The market will get moving again once it digests Powell’s statement and his remarks to the press. Recently, Fed members have suggested they are more worried about weakness in the labor market than they are about rising inflation—which is why that rate cut feels locked in. Any change of tone could move Wall Street into risk-off mode.
“The decision is unlikely to be unanimous, with dissent anticipated from both hawkish and dovish members. Should four or more officials break ranks, it would mark the largest split since 1992,” Reid et al said. “Beyond the headline move, the tone of Chair Powell’s press conference and the accompanying statement will be critical. We expect Powell to emphasize that the hurdle for further cuts in early 2026 is high, signaling a near-term pause. This guidance will be key to maintaining credibility ahead of likely softer labor market data due later in December.”

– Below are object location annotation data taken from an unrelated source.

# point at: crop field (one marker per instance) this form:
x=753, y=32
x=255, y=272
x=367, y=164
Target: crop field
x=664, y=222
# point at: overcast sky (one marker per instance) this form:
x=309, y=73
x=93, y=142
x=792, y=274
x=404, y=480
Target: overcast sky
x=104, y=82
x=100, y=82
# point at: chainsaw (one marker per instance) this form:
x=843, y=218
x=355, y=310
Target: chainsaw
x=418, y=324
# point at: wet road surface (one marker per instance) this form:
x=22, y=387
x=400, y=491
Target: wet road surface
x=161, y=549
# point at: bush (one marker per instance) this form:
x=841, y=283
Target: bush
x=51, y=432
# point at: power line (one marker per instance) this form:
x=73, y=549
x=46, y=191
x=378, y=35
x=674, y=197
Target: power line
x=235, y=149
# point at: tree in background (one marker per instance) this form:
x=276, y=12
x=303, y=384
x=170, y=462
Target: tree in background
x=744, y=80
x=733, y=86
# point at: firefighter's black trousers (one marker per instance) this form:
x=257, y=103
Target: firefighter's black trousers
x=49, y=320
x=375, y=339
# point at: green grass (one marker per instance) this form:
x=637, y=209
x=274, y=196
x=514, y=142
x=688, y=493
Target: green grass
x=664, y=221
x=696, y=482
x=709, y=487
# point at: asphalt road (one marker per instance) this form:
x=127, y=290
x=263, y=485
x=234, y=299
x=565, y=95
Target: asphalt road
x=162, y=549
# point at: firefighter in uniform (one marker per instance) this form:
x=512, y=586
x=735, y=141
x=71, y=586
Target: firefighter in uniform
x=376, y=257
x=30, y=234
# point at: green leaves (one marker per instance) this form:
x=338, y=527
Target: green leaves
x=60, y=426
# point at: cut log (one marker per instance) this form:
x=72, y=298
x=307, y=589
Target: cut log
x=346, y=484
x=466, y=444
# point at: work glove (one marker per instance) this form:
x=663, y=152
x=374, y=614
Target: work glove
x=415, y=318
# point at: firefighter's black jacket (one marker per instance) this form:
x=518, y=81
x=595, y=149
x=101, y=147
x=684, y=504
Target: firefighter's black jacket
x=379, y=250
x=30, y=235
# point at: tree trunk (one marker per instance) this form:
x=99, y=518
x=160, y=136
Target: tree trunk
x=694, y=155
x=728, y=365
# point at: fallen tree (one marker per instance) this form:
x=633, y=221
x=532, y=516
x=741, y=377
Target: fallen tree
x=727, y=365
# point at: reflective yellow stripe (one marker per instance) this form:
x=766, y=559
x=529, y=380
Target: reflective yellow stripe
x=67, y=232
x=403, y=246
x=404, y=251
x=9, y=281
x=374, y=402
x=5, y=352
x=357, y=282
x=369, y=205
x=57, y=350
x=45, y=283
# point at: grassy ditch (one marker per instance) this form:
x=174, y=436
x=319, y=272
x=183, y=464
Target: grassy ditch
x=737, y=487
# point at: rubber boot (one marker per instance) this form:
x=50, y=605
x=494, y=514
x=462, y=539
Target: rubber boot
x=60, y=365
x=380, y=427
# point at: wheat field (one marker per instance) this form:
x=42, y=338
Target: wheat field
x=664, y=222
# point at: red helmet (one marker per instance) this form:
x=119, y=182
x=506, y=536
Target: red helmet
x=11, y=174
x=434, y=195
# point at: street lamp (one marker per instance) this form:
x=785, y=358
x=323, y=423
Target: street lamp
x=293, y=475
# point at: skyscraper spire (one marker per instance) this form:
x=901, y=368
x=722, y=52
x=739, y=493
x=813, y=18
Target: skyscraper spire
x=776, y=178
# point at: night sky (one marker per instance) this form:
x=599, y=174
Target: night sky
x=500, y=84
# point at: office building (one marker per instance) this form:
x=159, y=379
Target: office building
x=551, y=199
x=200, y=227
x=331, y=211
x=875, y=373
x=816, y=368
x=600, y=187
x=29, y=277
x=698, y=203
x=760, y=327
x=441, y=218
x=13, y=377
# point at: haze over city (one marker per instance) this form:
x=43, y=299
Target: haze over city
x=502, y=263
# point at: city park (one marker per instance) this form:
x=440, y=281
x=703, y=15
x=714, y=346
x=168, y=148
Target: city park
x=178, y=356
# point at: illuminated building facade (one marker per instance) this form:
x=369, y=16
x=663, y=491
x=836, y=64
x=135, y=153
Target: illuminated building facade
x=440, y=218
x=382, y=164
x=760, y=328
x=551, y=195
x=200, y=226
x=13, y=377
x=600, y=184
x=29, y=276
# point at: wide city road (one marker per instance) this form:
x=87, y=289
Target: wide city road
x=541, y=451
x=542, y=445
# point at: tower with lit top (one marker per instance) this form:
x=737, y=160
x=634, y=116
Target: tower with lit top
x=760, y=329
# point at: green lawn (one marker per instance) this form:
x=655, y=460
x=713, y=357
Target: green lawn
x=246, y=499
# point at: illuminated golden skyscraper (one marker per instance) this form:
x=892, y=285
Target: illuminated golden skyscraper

The other measure that is likely helping persuade the Fed into producing a new round of cheaper money is declining consumer confidence. “Consumers remain depressed in their assessment of the economy. Concerns over higher prices and the health of labor markets continue to dominate consumers’ psyche,” Grace Zwemmer at Oxford Economics said in a research note.
“Households still feel squeezed, despite expectations improving,” Piper Sandler’s Nancy Lazar and Diana Hagedorn told clients.
Samuel Tombs and Oliver Allen at Pantheon Macroeconomics agreed: “The U.S. consumer looks less resilient after last week’s income and spending report. … We think September’s data foreshadow a very weak Q4.”